16 de febrero de 2025
VI Domingo del Tiempo Ordinario, año C
Lc 6, 17.20-26
El pasaje evangélico de este sexto domingo del Tiempo Ordinario (Lc 6,17.20-26) relata las palabras de Jesús sobre las Bienaventuranzas.
El evangelista sitúa este discurso en un lugar llano, o, mejor dicho, en un lugar donde Jesús desciende (Lc 6,17). Estaba en la montaña, donde oró y donde eligió y llamó a sus discípulos (Lc 6,12). Ahora desciende y se detiene en la llanura, donde se encuentra con una gran multitud que le espera.
Se trata en su mayoría de gente pobre: enfermos, hambrientos, endemoniados. Personas heridas por la vida (Lc 6,18-19).
Lo primero que hace Jesús no es curarlos, no es ayudarlos, sino descender en medio de ellos y detenerse.

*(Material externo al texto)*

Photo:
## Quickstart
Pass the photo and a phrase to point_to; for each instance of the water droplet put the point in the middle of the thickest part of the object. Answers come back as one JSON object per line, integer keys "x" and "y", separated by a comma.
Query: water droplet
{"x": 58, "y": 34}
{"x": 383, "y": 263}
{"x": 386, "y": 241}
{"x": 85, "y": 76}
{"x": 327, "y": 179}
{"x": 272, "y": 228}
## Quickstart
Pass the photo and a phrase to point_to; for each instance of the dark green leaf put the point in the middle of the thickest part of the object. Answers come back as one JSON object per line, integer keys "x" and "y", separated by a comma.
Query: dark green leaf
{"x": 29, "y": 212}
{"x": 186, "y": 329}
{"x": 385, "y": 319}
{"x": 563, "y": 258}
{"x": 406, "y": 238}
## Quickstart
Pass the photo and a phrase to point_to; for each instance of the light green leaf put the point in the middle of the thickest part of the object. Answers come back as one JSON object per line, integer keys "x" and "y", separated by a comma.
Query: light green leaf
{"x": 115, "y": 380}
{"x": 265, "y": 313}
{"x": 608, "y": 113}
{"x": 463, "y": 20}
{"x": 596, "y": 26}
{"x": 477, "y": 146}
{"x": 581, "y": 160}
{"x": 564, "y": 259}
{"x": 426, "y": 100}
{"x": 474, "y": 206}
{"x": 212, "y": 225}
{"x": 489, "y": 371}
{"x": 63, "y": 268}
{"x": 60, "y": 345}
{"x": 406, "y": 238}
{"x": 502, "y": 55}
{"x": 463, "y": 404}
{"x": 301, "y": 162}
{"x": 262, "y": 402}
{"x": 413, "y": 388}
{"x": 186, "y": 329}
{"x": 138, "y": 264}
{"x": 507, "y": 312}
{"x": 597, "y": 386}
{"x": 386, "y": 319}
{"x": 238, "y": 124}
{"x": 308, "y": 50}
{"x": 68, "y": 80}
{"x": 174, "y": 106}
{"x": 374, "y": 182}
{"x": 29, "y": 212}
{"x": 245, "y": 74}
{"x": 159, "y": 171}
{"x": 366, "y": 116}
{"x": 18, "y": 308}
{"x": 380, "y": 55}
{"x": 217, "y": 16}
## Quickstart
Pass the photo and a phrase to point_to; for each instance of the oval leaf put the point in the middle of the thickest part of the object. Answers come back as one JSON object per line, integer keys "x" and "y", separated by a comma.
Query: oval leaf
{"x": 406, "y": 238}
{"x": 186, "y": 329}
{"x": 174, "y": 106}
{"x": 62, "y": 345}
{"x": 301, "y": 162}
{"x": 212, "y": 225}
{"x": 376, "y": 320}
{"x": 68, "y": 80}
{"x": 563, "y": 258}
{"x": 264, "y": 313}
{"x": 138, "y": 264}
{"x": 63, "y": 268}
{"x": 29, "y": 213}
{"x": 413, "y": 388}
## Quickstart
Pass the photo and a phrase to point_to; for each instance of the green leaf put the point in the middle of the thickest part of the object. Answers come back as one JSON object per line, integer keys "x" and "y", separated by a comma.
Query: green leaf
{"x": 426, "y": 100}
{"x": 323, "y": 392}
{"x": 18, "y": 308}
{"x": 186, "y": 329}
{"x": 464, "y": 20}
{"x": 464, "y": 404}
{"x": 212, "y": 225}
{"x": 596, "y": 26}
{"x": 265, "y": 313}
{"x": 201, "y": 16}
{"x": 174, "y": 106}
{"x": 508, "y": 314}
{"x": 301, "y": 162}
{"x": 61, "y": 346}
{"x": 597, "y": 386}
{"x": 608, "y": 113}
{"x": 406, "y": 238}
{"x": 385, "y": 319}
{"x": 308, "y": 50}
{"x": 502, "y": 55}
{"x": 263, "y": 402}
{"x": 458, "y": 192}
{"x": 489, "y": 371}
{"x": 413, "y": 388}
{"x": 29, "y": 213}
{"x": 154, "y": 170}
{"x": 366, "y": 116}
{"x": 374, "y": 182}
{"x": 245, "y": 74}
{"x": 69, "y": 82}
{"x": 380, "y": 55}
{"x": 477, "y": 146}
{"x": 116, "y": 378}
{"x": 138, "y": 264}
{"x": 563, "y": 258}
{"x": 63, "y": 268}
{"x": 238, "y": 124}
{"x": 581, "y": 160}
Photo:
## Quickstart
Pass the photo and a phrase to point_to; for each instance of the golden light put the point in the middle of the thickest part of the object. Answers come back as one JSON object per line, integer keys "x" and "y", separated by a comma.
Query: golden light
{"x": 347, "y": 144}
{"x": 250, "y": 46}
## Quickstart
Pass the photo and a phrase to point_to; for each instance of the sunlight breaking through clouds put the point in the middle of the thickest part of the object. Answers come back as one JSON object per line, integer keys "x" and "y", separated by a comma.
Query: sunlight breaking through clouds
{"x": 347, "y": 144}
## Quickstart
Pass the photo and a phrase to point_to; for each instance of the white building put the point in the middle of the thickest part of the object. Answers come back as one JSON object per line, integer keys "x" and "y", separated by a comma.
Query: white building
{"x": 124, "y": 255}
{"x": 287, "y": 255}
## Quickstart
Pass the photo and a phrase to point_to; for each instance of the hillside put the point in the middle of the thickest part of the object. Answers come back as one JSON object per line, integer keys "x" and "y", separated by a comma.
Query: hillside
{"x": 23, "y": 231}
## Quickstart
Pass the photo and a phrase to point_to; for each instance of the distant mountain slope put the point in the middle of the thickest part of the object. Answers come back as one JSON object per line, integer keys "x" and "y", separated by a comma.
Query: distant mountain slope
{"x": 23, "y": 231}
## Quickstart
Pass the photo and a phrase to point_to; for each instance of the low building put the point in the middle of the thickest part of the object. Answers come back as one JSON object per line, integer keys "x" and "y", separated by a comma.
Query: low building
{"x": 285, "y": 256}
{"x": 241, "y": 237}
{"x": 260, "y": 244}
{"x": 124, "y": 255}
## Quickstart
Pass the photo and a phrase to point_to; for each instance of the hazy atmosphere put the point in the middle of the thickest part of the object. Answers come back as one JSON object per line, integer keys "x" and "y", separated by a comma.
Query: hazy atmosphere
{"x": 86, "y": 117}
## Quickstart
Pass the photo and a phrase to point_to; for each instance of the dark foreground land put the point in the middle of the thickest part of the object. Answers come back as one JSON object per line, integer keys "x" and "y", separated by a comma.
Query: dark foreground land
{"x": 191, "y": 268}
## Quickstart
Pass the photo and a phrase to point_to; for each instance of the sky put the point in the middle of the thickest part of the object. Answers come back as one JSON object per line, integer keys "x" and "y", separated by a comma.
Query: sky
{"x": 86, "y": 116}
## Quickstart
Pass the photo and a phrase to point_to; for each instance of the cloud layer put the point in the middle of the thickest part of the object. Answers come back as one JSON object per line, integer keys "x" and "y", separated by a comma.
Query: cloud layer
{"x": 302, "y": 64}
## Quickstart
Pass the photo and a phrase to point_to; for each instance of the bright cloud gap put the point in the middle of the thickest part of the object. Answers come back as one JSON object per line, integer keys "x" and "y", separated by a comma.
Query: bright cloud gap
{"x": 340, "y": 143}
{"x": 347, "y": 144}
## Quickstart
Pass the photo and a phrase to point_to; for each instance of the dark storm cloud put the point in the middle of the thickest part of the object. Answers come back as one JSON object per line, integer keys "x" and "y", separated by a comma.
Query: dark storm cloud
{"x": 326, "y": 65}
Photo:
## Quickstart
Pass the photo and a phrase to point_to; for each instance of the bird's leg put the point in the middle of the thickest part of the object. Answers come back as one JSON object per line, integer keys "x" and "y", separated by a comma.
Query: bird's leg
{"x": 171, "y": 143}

Jesús no viene en primer lugar a cambiar la vida de las personas resolviendo problemas, curándolos a todos siempre. Él desciende y se queda entre ellos, se convierte en uno de ellos.
Jesús desciende, se detiene y luego comienza a curarlos. En definitiva, no comienza con su obra taumatúrgica, con la que les libera de diversas enfermedades, sino con una Palabra capaz de darles una nueva mirada a sus propias vidas.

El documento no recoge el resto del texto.